Funded by Dr. Liu Chi-chun, the TRMPC has done 390 medical missions in 49 countries globally with the help of over 17,000 volunteers. Each volunteer pays for their own transportation and necessities, while Dr. Liu covers everything else. Although the organization did receive NGO funds for a few years, the required payments were mostly paid by Dr. Liu, his team, and considerate donors.

Dr. Liu visits a refuge camp in Macedonia in 1999. (Photo courtesy of TRMPC)

“Safety” and “security” are crucial to Dr. Liu. He always pre-visits the locations to review the safety level for his team and he strongly regards his work as something not to feel self-righteous about.

“Everyone wants to help those in need. If you have the chance to volunteer, you should be grateful that your expertise helped save lives.”

“Twenty-five years ago,” Dr. Liu sai: “I came across the newspaper that stated urgent help was needed in Jianshi Township, Hsinchu County and so, I went. That’s how Taiwan Root began.
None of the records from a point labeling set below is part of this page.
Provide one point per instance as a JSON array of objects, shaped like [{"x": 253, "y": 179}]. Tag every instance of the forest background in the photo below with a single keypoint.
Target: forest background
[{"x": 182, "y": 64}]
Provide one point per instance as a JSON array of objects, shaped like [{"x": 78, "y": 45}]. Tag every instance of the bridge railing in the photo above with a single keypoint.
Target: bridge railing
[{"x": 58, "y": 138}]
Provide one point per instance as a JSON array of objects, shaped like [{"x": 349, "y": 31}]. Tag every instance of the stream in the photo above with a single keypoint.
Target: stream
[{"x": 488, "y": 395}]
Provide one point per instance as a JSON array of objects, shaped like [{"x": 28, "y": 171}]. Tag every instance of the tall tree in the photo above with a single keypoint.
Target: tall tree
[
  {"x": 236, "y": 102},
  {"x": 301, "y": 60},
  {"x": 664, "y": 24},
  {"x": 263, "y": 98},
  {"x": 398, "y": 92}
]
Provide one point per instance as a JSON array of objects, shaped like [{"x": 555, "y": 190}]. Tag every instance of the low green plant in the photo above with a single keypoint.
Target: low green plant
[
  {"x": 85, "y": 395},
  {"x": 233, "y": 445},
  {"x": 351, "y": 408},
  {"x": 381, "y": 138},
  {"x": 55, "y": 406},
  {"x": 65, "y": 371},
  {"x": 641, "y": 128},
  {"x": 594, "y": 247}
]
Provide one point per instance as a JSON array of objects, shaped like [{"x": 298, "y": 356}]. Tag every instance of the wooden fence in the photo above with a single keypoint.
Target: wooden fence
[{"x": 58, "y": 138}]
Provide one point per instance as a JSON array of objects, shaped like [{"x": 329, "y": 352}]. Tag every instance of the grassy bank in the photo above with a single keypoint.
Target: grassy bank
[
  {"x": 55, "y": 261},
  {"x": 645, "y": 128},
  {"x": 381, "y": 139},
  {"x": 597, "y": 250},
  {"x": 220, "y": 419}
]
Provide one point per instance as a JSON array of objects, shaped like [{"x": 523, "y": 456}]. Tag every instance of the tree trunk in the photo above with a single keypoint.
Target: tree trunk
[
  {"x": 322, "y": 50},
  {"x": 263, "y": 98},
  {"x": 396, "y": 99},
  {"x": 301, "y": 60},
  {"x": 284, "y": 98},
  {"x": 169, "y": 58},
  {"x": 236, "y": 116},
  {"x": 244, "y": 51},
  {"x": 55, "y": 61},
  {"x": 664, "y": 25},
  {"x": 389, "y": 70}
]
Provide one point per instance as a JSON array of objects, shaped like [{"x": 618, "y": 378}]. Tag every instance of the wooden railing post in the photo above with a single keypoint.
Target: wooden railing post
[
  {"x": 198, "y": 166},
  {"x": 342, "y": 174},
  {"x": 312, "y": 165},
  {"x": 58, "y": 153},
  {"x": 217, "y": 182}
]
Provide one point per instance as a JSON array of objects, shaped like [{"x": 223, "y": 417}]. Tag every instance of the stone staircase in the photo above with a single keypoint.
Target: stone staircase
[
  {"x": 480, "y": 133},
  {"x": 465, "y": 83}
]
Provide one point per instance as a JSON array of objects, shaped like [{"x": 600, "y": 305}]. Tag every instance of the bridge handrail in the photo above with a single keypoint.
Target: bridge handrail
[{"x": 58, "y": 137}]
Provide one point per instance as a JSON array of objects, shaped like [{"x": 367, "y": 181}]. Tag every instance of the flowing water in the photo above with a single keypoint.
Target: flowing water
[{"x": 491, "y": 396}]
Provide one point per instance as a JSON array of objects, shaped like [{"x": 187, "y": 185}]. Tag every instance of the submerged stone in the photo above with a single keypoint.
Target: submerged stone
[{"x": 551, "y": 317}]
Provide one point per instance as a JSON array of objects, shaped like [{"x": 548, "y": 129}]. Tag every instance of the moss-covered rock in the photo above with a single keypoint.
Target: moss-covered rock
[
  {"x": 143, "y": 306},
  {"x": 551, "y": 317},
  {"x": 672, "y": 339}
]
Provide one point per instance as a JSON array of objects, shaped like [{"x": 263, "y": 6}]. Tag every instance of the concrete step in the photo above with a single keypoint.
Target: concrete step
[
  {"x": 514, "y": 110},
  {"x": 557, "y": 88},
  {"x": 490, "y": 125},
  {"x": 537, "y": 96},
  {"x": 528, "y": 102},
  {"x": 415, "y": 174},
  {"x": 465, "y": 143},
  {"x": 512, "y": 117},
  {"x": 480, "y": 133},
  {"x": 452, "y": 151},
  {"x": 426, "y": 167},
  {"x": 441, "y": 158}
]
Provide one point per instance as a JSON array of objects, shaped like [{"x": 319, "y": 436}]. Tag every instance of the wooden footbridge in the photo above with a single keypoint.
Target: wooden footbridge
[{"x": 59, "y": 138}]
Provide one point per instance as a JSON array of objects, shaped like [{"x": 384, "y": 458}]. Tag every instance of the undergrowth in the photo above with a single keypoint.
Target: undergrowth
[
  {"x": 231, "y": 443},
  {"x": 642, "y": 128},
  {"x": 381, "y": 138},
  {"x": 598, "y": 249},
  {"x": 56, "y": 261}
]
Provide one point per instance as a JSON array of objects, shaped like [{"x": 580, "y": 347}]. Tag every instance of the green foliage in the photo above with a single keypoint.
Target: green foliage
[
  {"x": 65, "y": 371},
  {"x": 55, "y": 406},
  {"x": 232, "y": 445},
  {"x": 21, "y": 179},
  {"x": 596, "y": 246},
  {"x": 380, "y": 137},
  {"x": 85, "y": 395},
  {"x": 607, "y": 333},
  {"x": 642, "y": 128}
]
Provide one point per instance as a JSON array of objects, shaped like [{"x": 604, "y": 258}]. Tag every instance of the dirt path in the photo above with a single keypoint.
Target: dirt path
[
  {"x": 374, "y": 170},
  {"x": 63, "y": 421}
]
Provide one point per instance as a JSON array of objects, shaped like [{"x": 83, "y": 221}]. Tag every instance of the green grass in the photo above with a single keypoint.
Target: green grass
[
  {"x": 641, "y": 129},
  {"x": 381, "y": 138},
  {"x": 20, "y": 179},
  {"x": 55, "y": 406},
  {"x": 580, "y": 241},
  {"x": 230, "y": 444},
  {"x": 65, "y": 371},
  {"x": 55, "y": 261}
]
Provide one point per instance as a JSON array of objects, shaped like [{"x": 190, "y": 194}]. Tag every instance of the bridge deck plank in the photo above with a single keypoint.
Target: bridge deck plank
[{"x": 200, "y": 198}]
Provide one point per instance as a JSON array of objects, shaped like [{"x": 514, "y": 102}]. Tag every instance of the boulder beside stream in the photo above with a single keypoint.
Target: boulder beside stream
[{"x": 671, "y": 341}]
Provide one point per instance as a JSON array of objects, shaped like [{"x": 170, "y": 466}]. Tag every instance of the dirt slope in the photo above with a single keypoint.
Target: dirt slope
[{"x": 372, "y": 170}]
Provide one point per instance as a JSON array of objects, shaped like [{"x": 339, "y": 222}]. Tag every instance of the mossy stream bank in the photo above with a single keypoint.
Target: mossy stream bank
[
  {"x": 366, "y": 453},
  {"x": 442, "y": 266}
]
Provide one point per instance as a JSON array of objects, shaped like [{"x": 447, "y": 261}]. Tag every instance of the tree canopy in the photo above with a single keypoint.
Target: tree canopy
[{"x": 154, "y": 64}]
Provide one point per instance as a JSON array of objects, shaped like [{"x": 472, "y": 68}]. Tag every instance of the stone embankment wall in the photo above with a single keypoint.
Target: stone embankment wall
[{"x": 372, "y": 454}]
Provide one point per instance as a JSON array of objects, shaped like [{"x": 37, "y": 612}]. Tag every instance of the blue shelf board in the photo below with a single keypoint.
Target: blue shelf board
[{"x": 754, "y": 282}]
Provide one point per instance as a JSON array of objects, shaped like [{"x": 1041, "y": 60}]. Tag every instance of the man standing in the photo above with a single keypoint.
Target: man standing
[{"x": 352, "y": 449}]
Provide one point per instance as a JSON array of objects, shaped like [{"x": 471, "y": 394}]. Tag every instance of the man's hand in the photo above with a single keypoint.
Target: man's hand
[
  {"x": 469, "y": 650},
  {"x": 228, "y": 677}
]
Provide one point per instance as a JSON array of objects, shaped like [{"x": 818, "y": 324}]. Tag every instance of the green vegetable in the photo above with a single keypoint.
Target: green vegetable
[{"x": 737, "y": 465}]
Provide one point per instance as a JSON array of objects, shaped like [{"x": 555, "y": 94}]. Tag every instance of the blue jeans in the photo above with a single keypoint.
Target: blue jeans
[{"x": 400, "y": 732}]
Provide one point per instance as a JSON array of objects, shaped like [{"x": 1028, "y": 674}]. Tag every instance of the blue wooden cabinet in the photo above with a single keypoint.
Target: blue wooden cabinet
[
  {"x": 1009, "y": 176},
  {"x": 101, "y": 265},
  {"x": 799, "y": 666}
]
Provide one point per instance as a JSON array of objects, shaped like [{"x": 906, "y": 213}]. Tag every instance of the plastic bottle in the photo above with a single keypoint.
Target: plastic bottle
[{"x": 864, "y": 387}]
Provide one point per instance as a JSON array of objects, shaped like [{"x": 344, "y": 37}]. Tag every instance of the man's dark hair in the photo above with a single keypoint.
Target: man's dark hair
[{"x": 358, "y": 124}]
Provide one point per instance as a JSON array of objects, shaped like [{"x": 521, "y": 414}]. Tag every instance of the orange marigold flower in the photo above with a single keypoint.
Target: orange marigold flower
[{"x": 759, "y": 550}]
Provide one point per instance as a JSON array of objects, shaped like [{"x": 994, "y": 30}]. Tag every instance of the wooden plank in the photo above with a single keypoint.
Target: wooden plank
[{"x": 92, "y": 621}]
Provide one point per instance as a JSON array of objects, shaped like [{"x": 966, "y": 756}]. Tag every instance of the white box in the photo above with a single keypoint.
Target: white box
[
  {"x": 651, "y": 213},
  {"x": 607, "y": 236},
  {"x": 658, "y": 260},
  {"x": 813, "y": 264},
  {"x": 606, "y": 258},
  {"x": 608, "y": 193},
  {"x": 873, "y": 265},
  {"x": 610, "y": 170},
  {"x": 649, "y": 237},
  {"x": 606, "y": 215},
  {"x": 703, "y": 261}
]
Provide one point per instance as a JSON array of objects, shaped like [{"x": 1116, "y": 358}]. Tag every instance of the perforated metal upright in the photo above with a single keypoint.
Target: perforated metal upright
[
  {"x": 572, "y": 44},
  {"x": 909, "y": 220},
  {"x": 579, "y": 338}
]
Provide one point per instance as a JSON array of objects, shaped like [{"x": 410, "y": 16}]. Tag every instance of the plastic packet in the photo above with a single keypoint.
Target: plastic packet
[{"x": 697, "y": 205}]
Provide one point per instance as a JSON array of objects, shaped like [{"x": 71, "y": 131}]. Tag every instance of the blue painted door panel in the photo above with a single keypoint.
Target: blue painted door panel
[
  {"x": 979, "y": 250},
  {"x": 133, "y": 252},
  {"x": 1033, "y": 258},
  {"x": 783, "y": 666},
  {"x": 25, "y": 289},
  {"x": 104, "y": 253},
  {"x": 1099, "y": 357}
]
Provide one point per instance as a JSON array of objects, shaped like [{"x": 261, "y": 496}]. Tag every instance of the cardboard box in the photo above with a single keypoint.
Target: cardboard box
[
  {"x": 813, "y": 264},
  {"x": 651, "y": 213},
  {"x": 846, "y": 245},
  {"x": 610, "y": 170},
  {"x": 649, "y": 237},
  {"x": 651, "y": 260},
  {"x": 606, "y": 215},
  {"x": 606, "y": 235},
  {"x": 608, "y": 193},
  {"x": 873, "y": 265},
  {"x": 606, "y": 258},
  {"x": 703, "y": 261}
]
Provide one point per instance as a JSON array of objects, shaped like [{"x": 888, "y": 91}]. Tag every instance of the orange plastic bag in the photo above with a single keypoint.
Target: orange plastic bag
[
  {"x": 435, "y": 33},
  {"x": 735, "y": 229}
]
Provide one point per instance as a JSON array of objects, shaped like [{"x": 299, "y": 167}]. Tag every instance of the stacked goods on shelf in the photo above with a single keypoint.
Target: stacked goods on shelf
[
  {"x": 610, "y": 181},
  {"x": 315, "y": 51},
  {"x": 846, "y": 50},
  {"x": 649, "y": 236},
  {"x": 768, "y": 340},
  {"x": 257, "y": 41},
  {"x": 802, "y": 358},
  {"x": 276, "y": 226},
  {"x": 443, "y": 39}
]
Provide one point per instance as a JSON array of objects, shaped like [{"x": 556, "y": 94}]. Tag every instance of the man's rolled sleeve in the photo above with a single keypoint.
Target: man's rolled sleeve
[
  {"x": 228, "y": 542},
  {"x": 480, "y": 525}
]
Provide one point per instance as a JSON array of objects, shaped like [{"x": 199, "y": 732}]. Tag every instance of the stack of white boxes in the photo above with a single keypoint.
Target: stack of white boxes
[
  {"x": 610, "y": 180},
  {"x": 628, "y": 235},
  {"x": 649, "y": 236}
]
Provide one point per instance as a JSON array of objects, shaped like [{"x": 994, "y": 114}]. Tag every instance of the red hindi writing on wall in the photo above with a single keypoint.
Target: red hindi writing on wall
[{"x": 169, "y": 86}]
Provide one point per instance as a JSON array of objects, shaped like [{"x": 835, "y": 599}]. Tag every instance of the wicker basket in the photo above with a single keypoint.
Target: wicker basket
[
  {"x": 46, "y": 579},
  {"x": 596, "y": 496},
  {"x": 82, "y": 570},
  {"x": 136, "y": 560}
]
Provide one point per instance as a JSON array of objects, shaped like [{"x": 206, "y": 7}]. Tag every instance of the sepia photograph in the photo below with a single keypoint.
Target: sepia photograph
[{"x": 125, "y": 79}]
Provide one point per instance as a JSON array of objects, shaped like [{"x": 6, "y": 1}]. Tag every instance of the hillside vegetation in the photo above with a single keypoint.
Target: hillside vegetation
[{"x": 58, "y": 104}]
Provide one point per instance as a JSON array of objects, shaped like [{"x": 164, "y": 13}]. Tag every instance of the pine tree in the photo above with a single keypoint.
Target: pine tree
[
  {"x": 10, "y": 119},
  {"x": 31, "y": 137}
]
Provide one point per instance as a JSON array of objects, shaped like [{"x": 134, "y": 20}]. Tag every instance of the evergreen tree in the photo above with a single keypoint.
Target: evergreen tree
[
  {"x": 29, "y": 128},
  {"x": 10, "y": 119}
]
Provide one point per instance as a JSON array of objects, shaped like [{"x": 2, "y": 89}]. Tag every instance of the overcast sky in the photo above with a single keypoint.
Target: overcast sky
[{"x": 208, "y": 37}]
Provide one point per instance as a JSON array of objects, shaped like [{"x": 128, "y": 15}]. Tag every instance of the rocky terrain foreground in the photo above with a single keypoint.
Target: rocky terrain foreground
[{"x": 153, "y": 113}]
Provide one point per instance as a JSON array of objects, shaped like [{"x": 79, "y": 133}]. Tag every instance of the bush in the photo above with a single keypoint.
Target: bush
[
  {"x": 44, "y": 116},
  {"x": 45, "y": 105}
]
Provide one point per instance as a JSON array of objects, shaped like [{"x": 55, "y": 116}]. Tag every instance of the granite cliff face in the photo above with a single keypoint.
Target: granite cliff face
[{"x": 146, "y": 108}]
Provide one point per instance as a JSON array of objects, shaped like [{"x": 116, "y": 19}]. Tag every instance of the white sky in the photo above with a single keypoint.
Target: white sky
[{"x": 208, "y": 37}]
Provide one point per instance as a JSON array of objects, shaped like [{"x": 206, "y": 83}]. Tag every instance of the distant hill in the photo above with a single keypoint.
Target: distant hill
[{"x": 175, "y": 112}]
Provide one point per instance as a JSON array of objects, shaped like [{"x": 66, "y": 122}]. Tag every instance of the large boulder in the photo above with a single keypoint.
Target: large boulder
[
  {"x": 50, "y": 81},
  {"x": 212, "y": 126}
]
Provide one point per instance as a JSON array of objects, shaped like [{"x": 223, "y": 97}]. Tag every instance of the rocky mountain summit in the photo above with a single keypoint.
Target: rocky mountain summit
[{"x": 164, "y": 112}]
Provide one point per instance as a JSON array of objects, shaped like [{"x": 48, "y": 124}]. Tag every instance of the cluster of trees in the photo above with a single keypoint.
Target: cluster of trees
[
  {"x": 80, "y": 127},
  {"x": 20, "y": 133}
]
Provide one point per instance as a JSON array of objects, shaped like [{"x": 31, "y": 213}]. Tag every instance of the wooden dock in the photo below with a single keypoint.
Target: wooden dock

It was as simple as that.”

From the outset, the TRMPC focused on the indigenous populations in Taiwan’s mountain regions. Horrendous traffic conditions, poverty and an overall lower standard of living made them vulnerable to chronic health problems.

On one medical mission, a volunteering couple heading to Hsinchu had to take two separate vehicles so that, in case one car gets into trouble, the other could still go and help patients.

International missions are often for places where poverty or natural disasters hit hard, meaning local populations do not have sufficient medical supplies.

In 2002, Dr. Liu brought 45 volunteers to the Amazon River Basin. Among the many patients, Dr. Liu specifically recalled a frantic mother who brought her ill son to the TRMPC clinic.

The local doctors had told her that they couldn’t save her son and should bring him back home to wait for the inevitable. Devastated, the mother heard about Dr. Liu’s temporary clinic and begged for them to save her son.

The TRMPC team examined the boy and found an infection from a splinter in his neck that caused inflammation. After removing the piece of wood, the volunteers gave the boy antibiotics, ultimately leading to his full recovery.

Dr. Liu treats a patient in the Philippines in 2009. (Photo courtesy of TRMPC)

This year, the COVID-19 pandemic has affected TRMPC’s work, with all trips abroad halted. Even though Dr. Liu and his team want to help foreign countries in need of medical care, he is adamant to be loyal to his responsibilities: if he can’t guarantee the safety of his team at any given location, he will not bring any volunteers.

Volunteers come from all ages and backgrounds. As long as you are healthy, you are qualified to register via Taiwan Root’s website for all 18 projects (12 domestic and 6 international) on April 1 at noon annually.

Dr. Liu openly encourages the young generation to apply. He advises that one must be collaborative with their peers and offer help when someone’s in need.

Like the TRMPC motto, it is “Time for Taiwan to feedback its Love to the World”.